Things that always bug you in books you love

I’m re-reading Bujold’s Vorkosigan saga again, and dammit, every damn time Miles has an unplanned seizure, a helpful person shoves something- a pen, a wallet, anything to hand- in his mouth, and that’s presented as the right thing to do. Gaaah. Even a basic first aid class teaches you Not To Do that.

Have you got a favourite book, or series, where there’s just one niggling little annoying line or concept that brings you out of it every time?

There is a series of books by Claire North about a mad scientist/special constable. The trouble is, much of what he does is really nuts. For example, at one point he requires the financial records of an orphanage. Instead of officially showing up with a couple of policemen and demanding the books, what he does in the novel is have his minions distract the manager with some bullshit while he burns through the door lock with acid(!!) (instead of using the perfectly good set of lockpicks he has on him and uses in a later scene), breaks into the desk, steals the evidence, and runs away.

Yup, Drake’s Belisarius series. Rough outline, General Belesarius is given a small gem called Aide who popped back from like 100 million years in the future to combat an enemy equivalent sent back to change history.
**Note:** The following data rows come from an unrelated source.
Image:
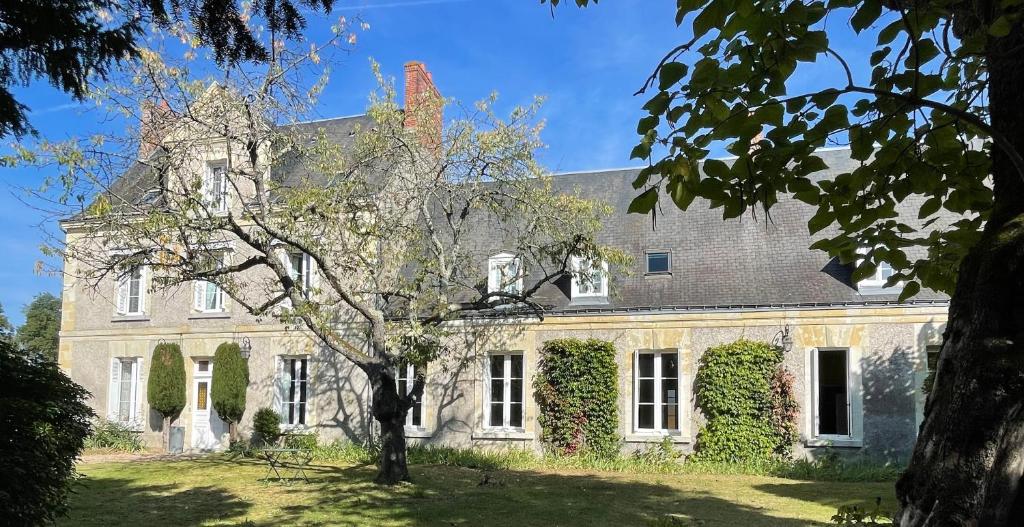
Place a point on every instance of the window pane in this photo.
(497, 366)
(833, 408)
(657, 262)
(516, 395)
(516, 366)
(515, 414)
(497, 414)
(670, 366)
(645, 364)
(645, 415)
(646, 390)
(497, 390)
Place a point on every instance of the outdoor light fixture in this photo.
(247, 348)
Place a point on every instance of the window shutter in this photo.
(123, 286)
(114, 390)
(136, 393)
(199, 295)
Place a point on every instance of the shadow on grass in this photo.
(154, 494)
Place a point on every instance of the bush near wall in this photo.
(577, 391)
(747, 398)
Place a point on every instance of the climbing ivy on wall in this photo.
(748, 400)
(577, 391)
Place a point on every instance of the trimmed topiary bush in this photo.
(748, 401)
(44, 421)
(266, 427)
(230, 380)
(577, 390)
(166, 388)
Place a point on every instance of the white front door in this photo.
(208, 429)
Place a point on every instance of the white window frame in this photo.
(876, 284)
(854, 394)
(114, 392)
(681, 415)
(201, 293)
(215, 183)
(407, 372)
(581, 267)
(285, 382)
(506, 394)
(498, 280)
(123, 307)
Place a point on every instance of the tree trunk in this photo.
(968, 464)
(389, 409)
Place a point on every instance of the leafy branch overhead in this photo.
(913, 114)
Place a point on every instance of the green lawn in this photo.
(214, 490)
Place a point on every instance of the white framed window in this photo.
(876, 283)
(505, 273)
(832, 393)
(131, 291)
(589, 279)
(404, 378)
(293, 387)
(656, 392)
(215, 187)
(658, 262)
(123, 394)
(208, 297)
(504, 392)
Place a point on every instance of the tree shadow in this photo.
(125, 501)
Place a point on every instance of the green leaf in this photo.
(670, 74)
(644, 203)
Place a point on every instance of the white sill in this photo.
(418, 433)
(504, 435)
(135, 317)
(838, 442)
(654, 437)
(209, 314)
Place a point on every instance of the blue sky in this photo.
(587, 62)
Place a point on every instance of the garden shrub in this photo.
(577, 391)
(266, 427)
(114, 436)
(748, 402)
(230, 380)
(166, 387)
(44, 421)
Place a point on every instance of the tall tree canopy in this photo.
(934, 118)
(71, 42)
(40, 333)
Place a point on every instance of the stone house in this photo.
(859, 356)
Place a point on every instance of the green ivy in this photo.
(748, 400)
(577, 391)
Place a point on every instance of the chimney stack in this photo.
(423, 103)
(154, 119)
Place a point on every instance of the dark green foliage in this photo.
(44, 422)
(266, 427)
(39, 335)
(230, 379)
(737, 391)
(166, 388)
(114, 436)
(577, 391)
(69, 42)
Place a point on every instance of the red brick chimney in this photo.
(154, 123)
(423, 102)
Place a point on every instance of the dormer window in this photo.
(876, 283)
(590, 279)
(215, 187)
(505, 273)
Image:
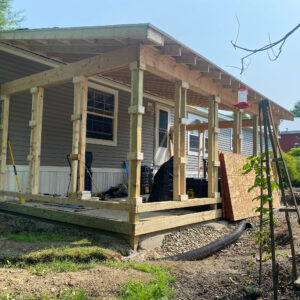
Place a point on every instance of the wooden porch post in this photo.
(213, 159)
(180, 159)
(79, 134)
(3, 139)
(255, 136)
(237, 132)
(35, 125)
(135, 155)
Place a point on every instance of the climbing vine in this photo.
(262, 236)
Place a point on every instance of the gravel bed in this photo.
(192, 237)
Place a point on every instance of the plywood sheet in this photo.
(238, 203)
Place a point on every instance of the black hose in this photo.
(200, 253)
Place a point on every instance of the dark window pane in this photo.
(163, 119)
(194, 143)
(100, 102)
(163, 139)
(99, 127)
(163, 129)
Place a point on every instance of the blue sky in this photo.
(207, 26)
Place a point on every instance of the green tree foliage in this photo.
(292, 160)
(296, 110)
(8, 18)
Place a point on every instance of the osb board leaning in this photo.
(238, 202)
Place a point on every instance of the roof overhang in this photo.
(69, 45)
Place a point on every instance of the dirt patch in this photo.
(10, 223)
(101, 281)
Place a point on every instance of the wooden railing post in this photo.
(213, 159)
(135, 155)
(180, 158)
(79, 134)
(3, 139)
(35, 125)
(255, 136)
(237, 132)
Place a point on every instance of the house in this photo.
(115, 91)
(290, 135)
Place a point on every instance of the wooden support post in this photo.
(79, 134)
(180, 158)
(213, 159)
(199, 154)
(237, 132)
(183, 156)
(81, 88)
(4, 102)
(35, 139)
(255, 136)
(135, 155)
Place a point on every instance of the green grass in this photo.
(156, 288)
(69, 294)
(62, 259)
(35, 237)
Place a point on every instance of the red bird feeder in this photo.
(242, 98)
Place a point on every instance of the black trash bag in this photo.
(162, 188)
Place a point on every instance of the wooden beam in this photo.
(222, 124)
(165, 223)
(115, 205)
(213, 157)
(171, 50)
(165, 67)
(75, 136)
(214, 75)
(203, 68)
(3, 138)
(237, 132)
(87, 67)
(70, 217)
(35, 139)
(255, 136)
(80, 92)
(183, 156)
(165, 205)
(187, 59)
(135, 142)
(179, 192)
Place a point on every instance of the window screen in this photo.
(163, 128)
(100, 115)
Aide has effectively encyclopedia knowledge of history, but no real understanding of human nature because he is more or less a silicone intelligence.
So Belisarius needs to bootstrap the Byzantine Empire of Justinian to be able to fight the Malwa Empire, who is roughly Renaisance level [they have early guns, gunpowder and not well built rockets, think fireworks]
Sweet freaking god - I could bootstrap from treadle powered wood lathes to at least able to machine iron and base steel - Aide knows where to find the right minerals and ores to make more modern alloys, and a lot of the intermediate industrial processes, and he can project ‘memories’ like footage of Soviet Katyusha rocket trucks to give an idea of possible equipment …
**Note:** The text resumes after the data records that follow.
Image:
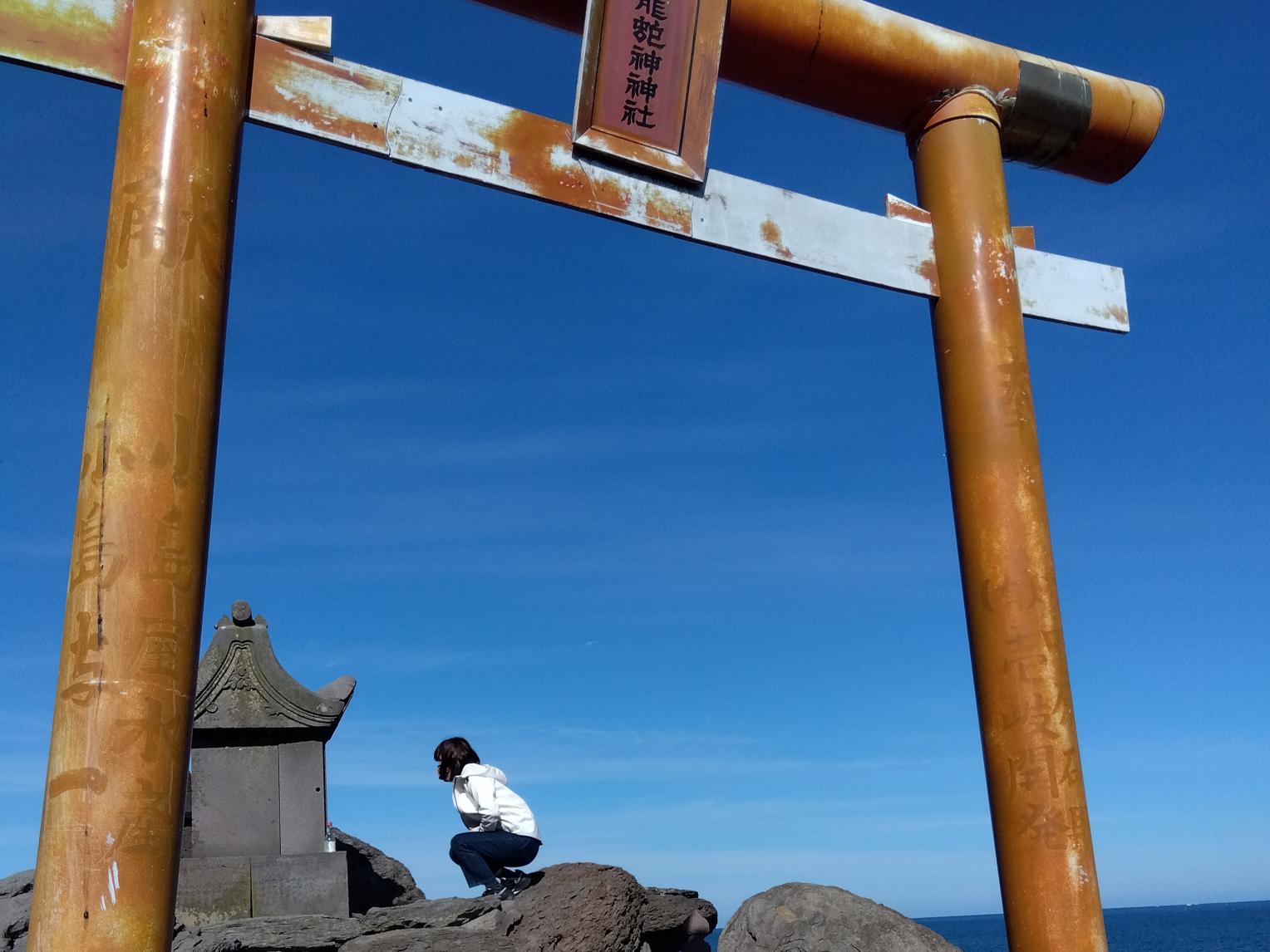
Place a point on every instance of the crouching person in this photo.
(502, 833)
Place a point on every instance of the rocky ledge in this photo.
(569, 908)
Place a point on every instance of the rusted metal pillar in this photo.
(1036, 788)
(113, 800)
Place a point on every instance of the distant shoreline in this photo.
(1114, 909)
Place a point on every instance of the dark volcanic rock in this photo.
(18, 884)
(430, 914)
(16, 906)
(670, 923)
(579, 908)
(449, 940)
(800, 916)
(281, 933)
(375, 879)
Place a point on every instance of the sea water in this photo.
(1212, 927)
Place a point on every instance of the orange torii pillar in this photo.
(111, 832)
(1036, 793)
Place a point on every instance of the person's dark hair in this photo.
(452, 755)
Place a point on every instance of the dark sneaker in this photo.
(514, 885)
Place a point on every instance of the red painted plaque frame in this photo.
(672, 134)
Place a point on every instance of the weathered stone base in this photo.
(220, 889)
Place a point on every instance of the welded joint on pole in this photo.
(972, 102)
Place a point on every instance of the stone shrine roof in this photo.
(242, 685)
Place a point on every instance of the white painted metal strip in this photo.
(495, 145)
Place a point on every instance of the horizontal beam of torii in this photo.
(120, 739)
(428, 127)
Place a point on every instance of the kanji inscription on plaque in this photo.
(645, 89)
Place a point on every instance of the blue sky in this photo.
(687, 572)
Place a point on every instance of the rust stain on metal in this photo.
(1118, 314)
(71, 38)
(671, 216)
(772, 238)
(139, 546)
(874, 65)
(279, 86)
(1031, 758)
(84, 778)
(930, 272)
(540, 158)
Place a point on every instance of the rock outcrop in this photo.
(569, 908)
(373, 877)
(16, 908)
(581, 908)
(808, 918)
(677, 920)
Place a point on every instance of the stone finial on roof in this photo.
(242, 685)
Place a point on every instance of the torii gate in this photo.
(113, 797)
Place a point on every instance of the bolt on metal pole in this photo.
(1036, 786)
(110, 836)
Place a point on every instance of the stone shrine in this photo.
(255, 829)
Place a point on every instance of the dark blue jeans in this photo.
(481, 855)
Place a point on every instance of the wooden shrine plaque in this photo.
(647, 83)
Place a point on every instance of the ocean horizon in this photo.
(1198, 927)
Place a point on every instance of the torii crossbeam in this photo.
(120, 748)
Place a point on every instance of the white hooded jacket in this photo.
(486, 803)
Every time I end up reading the series I want to whack Drake with a brick and ask him why he never consulted an actual machinist as to what they would do to bootstrap to modern equipment [they have an issue with the idea of going from plain roughly cast bronze cannons to using a bastardized welded together collection of rods bound with rings as a cannon… when making a mill would NOT be that impossible when the inventor put in charge of coming up with the weaponry could be shown what was done in the future and how to bootstrap up to it.]